The fastest generation of multipartite entanglement with natural interactions

TL;DR

This paper investigates the minimal time required to generate highly entangled multipartite states using natural two-body interactions, revealing that larger systems do not necessarily need more time, with results based on numerical and analytical methods.

Contribution

It introduces state-dependent quantum speed limits for generating multipartite entanglement with natural interactions, focusing on symmetry constraints and system energy.

Findings

Entanglement generation time does not increase with the number of particles.

Natural interactions can produce complex entangled states efficiently.

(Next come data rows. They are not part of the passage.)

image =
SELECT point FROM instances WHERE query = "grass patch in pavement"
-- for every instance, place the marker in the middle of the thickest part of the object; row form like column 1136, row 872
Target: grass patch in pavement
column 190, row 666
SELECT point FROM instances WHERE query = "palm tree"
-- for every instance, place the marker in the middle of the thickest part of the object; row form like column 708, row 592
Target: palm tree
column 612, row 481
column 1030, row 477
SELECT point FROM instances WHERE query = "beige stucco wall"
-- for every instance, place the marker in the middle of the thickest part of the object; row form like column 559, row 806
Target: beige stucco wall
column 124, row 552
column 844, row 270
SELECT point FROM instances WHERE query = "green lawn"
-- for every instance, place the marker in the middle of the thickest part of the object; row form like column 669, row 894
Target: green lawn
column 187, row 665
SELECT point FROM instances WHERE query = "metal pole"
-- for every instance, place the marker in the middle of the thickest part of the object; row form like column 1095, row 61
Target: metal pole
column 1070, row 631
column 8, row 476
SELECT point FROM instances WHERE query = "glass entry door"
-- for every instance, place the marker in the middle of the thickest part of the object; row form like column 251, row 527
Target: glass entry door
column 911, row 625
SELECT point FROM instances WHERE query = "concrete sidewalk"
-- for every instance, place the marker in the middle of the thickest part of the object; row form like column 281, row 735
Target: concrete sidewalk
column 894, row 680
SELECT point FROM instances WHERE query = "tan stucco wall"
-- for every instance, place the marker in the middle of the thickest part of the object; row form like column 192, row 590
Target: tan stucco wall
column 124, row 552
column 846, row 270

Numerical and analytical methods validate the speed limits.

Abstract

Natural interactions among multiple quantum objects are fundamentally composed of two-body terms only. In contradistinction, single global unitaries that generate highly entangled states typically arise from Hamiltonians that couple multiple individual subsystems simultaneously. Here, we study the time to produce strongly nonclassical multipartite correlations with a single unitary generated by the natural interactions. We restrict the symmetry of two-body interactions to match the symmetry of the target states and focus on the fastest generation of multipartite entangled Greenberger-Horne-Zeilinger (GHZ), W, Dicke and absolutely maximally entangled (AME) states for up to seven qubits. These results are obtained by constraining the energy in the system and accordingly can be seen as state-dependent quantum speed limits for symmetry-adjusted natural interactions. They give rise to a counter-intuitive effect where the creation of particular entangled states with an increasing number of particles does not require more time. The methods used rely on extensive numerical simulations and analytical estimations.